The housing market is showing its first genuine signs of life in nearly two years. Pending home sales jumped 3.3% in November, the largest monthly increase since February 2023, according to data released Monday by the National Association of Realtors. The index of contract signings rose to 79.2, its highest level since early 2023.
The surge caught economists off guard. Wall Street had expected a modest 0.9% uptick, making the actual gain more than three times larger than anticipated.
What's Driving the Turnaround
"Homebuyer momentum is building," said Lawrence Yun, NAR's chief economist. "Improving housing affordability—driven by lower mortgage rates and wage growth rising faster than home prices—is helping buyers test the market."
The numbers back up that assessment. According to Freddie Mac, the average 30-year fixed mortgage rate in November fell to 6.24%, the lowest level in over a year. Meanwhile, wages have been outpacing home price appreciation for most of 2025, gradually chipping away at the affordability crisis that has kept many buyers on the sidelines since rates spiked in 2022.
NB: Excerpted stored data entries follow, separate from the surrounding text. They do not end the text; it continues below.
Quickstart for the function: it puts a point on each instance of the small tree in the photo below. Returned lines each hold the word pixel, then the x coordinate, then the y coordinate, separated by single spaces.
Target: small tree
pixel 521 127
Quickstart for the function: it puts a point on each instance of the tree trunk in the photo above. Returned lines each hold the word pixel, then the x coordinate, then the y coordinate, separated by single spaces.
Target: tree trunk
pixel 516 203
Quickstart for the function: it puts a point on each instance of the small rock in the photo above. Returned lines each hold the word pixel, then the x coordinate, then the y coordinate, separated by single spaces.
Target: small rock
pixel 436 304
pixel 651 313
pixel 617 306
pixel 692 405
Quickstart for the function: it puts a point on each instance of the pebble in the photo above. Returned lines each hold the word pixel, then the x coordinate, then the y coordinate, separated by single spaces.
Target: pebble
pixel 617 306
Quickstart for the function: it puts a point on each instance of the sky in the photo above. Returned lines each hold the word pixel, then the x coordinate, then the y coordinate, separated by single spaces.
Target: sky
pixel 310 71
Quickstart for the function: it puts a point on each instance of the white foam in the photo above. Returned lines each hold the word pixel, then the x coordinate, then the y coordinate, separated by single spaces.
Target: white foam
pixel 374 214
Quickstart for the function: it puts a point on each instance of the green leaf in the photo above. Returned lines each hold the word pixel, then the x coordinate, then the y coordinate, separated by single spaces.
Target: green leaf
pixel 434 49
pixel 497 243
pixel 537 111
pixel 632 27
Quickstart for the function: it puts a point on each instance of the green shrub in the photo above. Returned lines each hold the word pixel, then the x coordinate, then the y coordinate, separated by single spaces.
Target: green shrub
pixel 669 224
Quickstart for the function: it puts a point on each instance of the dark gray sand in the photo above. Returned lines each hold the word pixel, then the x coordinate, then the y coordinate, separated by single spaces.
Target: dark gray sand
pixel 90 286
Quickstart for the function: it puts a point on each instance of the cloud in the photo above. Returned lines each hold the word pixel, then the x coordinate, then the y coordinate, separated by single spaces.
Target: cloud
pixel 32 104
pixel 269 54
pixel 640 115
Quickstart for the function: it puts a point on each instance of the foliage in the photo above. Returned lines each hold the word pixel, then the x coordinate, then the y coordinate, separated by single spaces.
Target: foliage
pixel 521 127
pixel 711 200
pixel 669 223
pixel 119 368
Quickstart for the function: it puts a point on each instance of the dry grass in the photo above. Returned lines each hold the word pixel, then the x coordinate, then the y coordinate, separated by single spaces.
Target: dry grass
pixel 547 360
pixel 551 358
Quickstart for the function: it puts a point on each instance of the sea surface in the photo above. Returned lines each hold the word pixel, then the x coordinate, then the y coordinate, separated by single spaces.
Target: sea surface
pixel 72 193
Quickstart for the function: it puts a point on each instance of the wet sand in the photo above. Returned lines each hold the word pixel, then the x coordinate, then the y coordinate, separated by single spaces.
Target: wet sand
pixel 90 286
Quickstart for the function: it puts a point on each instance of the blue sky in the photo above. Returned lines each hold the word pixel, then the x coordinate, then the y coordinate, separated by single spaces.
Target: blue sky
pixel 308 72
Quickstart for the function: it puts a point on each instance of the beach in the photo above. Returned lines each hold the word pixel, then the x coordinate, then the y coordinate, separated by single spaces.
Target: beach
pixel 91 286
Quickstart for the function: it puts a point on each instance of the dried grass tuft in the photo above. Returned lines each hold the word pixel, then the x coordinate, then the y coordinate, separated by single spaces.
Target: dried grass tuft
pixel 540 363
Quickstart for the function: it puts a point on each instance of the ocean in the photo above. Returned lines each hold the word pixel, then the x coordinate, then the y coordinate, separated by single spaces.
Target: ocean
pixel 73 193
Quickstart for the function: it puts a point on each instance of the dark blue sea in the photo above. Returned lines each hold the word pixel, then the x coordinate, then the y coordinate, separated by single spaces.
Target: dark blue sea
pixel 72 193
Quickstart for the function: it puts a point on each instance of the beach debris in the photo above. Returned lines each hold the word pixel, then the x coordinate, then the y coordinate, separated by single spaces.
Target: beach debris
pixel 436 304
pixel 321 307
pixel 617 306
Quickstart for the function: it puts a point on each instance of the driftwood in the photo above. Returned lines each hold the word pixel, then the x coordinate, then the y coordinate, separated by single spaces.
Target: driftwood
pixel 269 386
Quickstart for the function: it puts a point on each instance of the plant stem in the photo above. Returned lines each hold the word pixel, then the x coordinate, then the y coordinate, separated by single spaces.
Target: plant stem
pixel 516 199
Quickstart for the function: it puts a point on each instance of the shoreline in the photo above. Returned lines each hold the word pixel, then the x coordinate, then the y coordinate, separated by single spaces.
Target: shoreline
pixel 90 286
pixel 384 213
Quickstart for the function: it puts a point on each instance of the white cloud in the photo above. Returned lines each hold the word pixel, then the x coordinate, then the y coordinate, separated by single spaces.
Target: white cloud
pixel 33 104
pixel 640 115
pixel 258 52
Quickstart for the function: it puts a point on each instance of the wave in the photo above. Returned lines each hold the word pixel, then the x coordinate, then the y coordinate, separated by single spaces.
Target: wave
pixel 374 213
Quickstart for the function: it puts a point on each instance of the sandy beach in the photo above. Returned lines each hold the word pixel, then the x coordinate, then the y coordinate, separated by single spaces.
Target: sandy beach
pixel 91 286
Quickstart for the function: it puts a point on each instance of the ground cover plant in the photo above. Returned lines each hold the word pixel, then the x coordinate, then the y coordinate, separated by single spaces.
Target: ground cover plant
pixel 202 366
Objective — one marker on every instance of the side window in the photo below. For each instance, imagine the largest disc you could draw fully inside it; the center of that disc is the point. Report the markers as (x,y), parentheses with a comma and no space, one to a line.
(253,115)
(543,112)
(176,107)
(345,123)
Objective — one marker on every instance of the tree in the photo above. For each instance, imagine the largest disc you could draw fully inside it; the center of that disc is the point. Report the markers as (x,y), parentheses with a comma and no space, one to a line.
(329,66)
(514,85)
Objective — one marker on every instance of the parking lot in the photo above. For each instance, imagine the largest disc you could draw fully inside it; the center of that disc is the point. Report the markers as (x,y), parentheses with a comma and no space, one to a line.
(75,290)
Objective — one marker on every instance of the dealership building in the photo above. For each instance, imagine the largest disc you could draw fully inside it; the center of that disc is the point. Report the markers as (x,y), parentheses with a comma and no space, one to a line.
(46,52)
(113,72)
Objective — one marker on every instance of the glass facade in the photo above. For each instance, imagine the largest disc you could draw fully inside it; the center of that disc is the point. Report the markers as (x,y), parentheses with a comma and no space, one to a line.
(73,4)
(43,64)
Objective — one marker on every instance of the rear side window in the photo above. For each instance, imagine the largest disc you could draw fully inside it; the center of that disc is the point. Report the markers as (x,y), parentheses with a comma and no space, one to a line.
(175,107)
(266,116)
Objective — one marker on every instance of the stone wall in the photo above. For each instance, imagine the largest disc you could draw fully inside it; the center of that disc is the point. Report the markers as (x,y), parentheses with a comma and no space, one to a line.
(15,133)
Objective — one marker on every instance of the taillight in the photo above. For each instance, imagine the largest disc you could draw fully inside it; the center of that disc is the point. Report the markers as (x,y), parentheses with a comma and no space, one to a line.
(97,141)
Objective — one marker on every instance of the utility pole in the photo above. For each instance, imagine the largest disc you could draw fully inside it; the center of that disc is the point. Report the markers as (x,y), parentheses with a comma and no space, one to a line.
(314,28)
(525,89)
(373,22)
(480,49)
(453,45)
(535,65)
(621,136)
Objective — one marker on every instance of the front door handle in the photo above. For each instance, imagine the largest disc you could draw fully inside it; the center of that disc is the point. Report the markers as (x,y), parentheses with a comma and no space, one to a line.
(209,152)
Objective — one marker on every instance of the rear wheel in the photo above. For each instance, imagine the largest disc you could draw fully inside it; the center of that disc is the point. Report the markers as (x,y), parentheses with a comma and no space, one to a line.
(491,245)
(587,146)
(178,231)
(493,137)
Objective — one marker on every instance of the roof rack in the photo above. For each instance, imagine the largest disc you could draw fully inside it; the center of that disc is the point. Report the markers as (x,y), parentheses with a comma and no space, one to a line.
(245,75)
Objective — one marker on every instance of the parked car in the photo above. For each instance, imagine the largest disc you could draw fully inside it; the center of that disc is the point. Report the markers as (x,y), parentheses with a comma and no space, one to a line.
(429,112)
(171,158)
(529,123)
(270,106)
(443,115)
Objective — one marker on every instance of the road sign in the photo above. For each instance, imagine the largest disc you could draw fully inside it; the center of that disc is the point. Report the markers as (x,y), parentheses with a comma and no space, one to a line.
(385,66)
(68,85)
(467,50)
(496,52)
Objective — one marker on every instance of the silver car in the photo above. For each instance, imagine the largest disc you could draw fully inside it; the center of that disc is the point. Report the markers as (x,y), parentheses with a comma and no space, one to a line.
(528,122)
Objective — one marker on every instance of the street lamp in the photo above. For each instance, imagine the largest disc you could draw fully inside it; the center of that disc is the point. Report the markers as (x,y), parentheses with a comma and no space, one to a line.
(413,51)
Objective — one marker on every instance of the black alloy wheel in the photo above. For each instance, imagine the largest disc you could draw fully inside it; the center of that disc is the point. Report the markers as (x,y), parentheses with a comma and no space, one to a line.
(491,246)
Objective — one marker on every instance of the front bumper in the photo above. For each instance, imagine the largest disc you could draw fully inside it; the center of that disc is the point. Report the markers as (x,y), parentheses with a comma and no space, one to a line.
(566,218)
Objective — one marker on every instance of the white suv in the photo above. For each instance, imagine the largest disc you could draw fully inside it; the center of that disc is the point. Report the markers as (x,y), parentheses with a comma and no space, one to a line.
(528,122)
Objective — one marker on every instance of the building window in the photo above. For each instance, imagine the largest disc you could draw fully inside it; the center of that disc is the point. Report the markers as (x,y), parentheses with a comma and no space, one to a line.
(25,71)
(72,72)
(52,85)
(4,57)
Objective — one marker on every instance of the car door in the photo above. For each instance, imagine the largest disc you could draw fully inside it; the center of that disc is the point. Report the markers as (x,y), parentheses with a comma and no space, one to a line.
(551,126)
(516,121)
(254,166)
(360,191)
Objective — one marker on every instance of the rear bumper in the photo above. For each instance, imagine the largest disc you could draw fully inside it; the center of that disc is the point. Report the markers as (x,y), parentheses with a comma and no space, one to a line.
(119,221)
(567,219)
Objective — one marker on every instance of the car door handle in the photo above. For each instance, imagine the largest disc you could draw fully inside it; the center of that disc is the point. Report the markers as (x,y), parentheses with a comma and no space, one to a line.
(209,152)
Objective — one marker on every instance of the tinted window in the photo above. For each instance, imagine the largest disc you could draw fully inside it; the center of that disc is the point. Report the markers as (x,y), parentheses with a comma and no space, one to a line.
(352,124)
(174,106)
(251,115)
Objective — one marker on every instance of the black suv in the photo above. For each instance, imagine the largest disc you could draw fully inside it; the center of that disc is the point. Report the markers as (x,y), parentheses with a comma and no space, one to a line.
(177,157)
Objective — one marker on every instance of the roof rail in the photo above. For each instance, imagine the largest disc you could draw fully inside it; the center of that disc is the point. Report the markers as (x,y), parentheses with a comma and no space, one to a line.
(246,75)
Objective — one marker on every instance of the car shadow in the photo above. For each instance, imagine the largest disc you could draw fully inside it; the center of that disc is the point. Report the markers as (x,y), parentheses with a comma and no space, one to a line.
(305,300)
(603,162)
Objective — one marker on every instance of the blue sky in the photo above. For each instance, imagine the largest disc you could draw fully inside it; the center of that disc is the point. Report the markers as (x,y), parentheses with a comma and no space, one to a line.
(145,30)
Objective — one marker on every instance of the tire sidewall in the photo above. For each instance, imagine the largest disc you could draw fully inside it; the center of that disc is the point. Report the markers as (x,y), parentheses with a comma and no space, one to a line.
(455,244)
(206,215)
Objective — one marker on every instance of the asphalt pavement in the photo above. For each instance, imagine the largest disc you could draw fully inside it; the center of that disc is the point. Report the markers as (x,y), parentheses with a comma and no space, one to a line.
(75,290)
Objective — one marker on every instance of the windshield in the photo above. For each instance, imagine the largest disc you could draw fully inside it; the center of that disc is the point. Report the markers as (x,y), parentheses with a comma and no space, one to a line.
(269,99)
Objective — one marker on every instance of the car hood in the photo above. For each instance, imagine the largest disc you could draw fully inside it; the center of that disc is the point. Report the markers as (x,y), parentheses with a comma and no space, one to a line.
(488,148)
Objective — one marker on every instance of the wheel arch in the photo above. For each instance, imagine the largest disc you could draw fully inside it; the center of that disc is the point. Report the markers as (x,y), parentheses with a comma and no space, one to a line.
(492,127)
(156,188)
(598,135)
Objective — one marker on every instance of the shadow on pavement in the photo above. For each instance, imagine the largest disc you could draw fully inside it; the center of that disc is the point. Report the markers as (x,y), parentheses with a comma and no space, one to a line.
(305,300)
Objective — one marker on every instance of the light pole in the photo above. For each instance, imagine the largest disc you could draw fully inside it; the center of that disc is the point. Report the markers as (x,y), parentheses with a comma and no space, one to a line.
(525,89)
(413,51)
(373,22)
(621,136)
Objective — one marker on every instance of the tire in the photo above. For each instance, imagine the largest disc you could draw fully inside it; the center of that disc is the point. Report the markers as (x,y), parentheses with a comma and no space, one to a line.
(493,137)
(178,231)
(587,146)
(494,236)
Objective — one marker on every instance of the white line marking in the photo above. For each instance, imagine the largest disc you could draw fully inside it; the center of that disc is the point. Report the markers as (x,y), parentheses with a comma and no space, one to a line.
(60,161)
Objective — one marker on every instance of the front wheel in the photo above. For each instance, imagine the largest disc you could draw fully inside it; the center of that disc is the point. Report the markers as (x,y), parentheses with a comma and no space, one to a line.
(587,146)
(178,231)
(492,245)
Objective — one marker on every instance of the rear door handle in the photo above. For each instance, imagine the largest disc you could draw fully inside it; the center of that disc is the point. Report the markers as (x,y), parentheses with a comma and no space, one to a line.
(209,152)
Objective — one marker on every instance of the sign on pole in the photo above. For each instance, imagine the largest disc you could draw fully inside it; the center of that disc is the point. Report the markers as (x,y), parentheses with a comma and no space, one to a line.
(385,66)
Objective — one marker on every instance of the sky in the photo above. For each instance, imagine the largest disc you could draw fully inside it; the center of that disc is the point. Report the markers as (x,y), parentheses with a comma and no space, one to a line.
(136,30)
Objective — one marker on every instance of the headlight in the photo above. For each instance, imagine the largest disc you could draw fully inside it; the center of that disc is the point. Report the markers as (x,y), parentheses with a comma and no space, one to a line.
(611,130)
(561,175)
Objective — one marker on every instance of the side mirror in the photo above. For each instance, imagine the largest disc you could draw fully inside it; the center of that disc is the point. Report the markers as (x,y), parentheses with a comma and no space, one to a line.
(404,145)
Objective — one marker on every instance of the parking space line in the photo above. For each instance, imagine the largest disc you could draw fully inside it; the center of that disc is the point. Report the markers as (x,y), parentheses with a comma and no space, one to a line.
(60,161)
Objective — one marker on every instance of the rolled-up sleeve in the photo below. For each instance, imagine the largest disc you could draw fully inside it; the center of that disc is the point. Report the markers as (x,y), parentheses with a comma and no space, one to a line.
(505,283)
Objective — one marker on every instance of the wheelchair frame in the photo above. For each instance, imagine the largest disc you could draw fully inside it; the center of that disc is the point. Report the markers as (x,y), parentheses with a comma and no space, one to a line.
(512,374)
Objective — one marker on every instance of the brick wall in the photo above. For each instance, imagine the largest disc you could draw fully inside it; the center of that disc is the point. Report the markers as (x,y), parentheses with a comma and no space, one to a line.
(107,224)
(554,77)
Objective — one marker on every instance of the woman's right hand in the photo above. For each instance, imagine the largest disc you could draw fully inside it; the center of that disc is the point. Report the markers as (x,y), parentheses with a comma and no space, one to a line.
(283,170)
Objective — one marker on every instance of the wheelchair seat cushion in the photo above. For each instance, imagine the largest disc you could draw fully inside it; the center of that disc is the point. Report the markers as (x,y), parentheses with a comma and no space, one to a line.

Regional Breakdown Shows Broad Strength
Perhaps most encouraging for the industry is that the recovery isn't concentrated in a single region. All four major areas of the country posted gains:
- West: Led the pack with a 9.2% monthly surge
- South: Rose 2.8% from October
- Midwest: Climbed 1.4%
- Northeast: Gained 1.0%
Year-over-year, contract activity is now up 2.6% nationally—the first positive annual comparison in months.
The Sobering Context
Despite the encouraging November data, 2025 remains on pace to be a historically weak year for home sales. Through the first 11 months of the year, existing-home sales totaled 3.714 million units, slightly below the same period in 2024.
That matters because 2024 was already the slowest year since 1995, with just 4.06 million homes changing hands. For 2025 to merely tie that dismal figure—and avoid setting a new three-decade low—December sales would need to jump 6.1% before seasonal adjustment.
That's a tall order, but not impossible given November's momentum.
What It Means for 2026
Industry observers see the November data as a potential turning point rather than a one-month blip. If mortgage rates continue their gradual descent—most forecasters expect the 30-year fixed to end 2026 around 5.9%—and wage growth remains solid, the conditions that created November's surge should persist.
For prospective buyers, the message is clear: the window of opportunity may be opening. With inventory still tight in most markets and competition already picking up, those waiting for rates to drop further might find themselves in bidding wars reminiscent of 2021.
"The buyers who've been sitting on the sidelines watching and waiting are starting to get back in the game. November's numbers suggest the thaw has finally begun."
— Lawrence Yun, Chief Economist, National Association of Realtors
The key question now is whether this momentum can carry into 2026, or whether it represents pent-up demand that will quickly exhaust itself. Either way, the housing market's pulse just got noticeably stronger.